I grabbed the “things” and followed Gretchen to the small overgrown graveyard that occupied a corner of the yard.
“So how do you think the trip is going so far?”
I shrugged. The truth was I thought the trip kind of sucked so far but saying so would have been rude and unwarranted.
Gretchen sighed, “I know this isn't what you expected. We didn't expect it either, but we are doing our best to fill our days here and make this trip rewarding for everyone.”
We clipped and cleared the grass covering the grave sites quiet for a few minutes, the silence apparent but not really awkward.
“You know I think you are really the person tying the St. David’s youth together.” Gretchen said out of the blue.
My mouth almost dropped open in surprise. Me? No, surely she had the wrong person. I don’t tie people together; in fact I'm pretty sure I drive people away.
“Thanks,” I mumbled pretty sure that wasn't the appropriate answer.
“No really. I mean next year you’ll be one of the older kids, an upperclassman. You’re brother and all of the other seniors will be gone, and I don’t think any of the older kids your age have the same commitment as you do. People show up because you do.”
“Huh,” I replied once again saying the wrong thing. This was a lot to process. A lot of deep thought for a summer day. My past summers were for the most part filled with mindless TV, sandy beaches and a lot, a lot of books.

Once the hard work was done, lunch was eaten, two bottles of water were drunk each, we all sat sweating in the sun, unmoving after a hard day.
“Alright,” said Mary lifting her head from the place it was laying in the grass, “Two truths and a lie, Colin go!”
“Um…” Colin mumbled caught off guard at the abruptness of the attack.
“Okay, okay I’ll go,” I said sitting up and groaning at my sore muscles, “One: when I was three years old my brother,” I pointed at Daniel for reference, “pushed me into our coffee table on New Year’s Eve and I had stitches up my nose. Two: I fell on a nail when I was seven and have had ten stitches on my knee and three: I have never broken a bone in my body.”
“Two”
“One”
“Three,” said Daniel finally ruining the game because of course he knew the lie.
“Yeah three”
“Of course three”
“Yeah you got me.”
                The game continued and we went around the circle truthing and lying learning more about each other each turn. Afterwards packing up all the tools and backpacks and coolers, we headed out, tired and dirty. After weed picking, lawn mowing, and a lot of painting the entire crew was very tired but we all jumped at the opportunity to go swimming.

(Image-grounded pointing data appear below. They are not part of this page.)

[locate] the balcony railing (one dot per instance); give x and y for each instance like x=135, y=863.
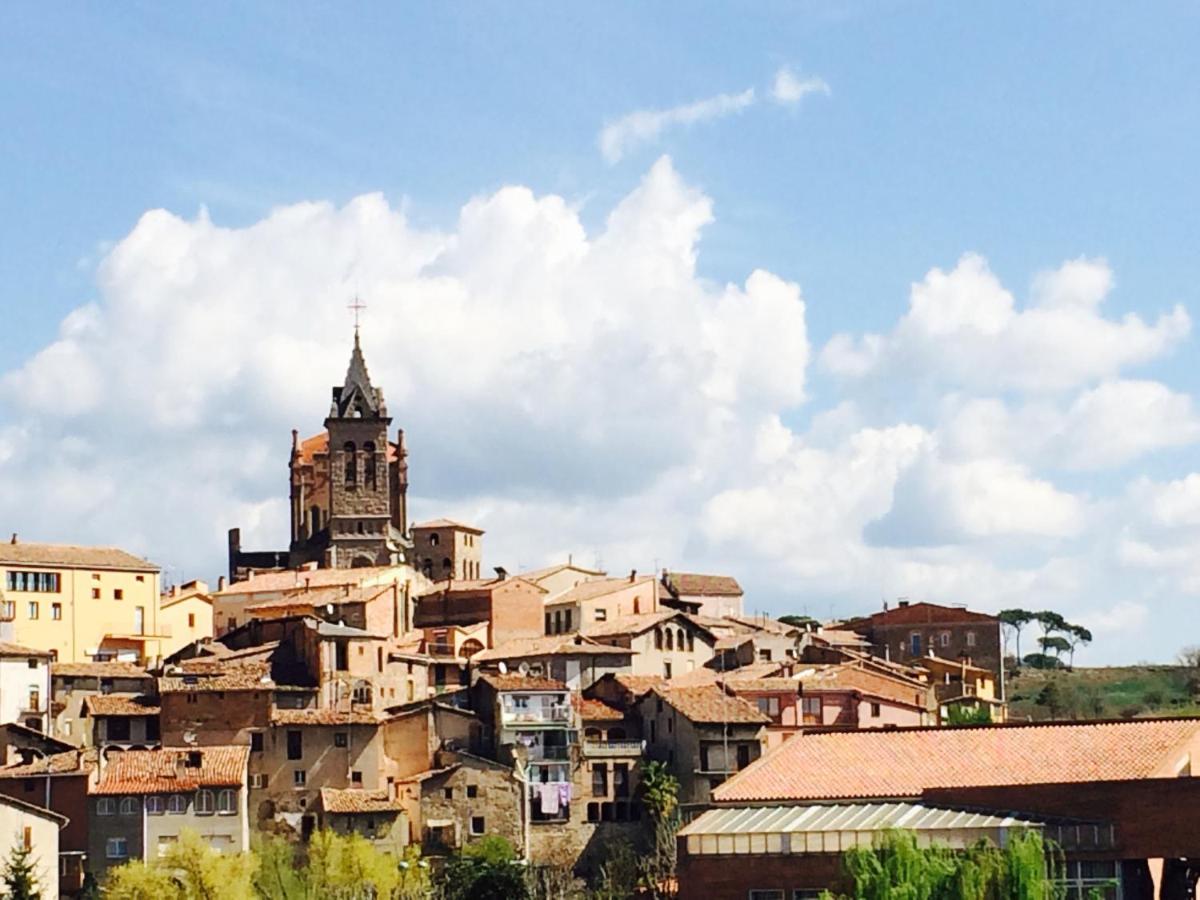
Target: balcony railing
x=612, y=748
x=538, y=715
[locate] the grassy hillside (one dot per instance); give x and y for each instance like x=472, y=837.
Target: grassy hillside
x=1110, y=693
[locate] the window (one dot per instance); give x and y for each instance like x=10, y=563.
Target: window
x=370, y=463
x=600, y=780
x=204, y=803
x=352, y=465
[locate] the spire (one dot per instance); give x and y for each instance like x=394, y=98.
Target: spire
x=357, y=399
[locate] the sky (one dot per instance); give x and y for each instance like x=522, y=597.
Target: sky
x=853, y=301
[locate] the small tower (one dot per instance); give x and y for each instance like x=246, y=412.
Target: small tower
x=363, y=528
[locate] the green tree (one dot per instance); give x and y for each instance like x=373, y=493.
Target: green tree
x=19, y=876
x=485, y=870
x=1077, y=636
x=1015, y=619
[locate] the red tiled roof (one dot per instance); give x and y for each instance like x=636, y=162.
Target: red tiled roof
x=120, y=705
x=165, y=771
x=598, y=711
x=16, y=649
x=66, y=763
x=906, y=762
x=349, y=802
x=97, y=670
x=324, y=717
x=709, y=705
x=67, y=556
x=522, y=683
x=693, y=585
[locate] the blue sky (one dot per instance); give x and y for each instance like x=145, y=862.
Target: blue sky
x=1030, y=135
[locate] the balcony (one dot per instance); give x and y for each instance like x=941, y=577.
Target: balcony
x=601, y=749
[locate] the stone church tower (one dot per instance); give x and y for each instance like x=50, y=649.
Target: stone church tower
x=349, y=485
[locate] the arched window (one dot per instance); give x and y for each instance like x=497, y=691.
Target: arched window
x=204, y=803
x=369, y=465
x=352, y=465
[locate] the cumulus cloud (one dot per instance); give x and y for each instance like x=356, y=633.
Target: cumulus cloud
x=586, y=391
x=790, y=88
x=964, y=329
x=643, y=126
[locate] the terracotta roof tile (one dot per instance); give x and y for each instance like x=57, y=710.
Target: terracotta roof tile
x=522, y=683
x=906, y=762
x=166, y=771
x=97, y=670
x=324, y=717
x=349, y=802
x=711, y=705
x=16, y=649
x=120, y=705
x=693, y=585
x=598, y=711
x=72, y=557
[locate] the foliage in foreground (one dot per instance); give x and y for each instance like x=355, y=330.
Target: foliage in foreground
x=897, y=868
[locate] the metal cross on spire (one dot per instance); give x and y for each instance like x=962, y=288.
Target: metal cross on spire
x=358, y=306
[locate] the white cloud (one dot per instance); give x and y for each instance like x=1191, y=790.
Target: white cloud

            A nice woman who lived in a house owned by the tribe as a whole had graciously allowed us to swim in the lake abutting her backyard. We threw on our swimsuits and jumped in the lake and let the cool water wash away the dirt and soreness of what I’m sure was the hardest day of work any of us suburban teenagers had ever done.
            That night we had our second reflection service. The lights turned off and once again the candle light bounced off of faces making everyone seem older and more somber. That night our service was based on a passage of scripture that spoke about the hungry and cold and lonely. We went around the circle giving our answers to the question, “what does this mean?” something different to all of us. So I sat in that circle with a group of people I had known for the whole of two days, and I told them what I thought it meant. I told them about my own times of metaphorical hunger and actual lonliness, of muffled tears when others slept and a parade of doctor’s offices. I told them about the worst time in my life. How painful and hard and miserable that time was, finally ending with; “but that’s the thing isn’t it we all have our hunger and cold and loneliness real or metaphorical everyone in this circle has something to tell. That’s what makes us human. We all have something that makes us need someone else.” A sentence that I still remember, that my new friends that I made that day still reverberate sometimes when the timing is right.
            After the closing prayer Ellen gave me a surprise hug, a warm start to long friendship. Tears were discreetly wiped away and everyone stumbled out into the cool night. We re-entered the house and played cards until way past lights out.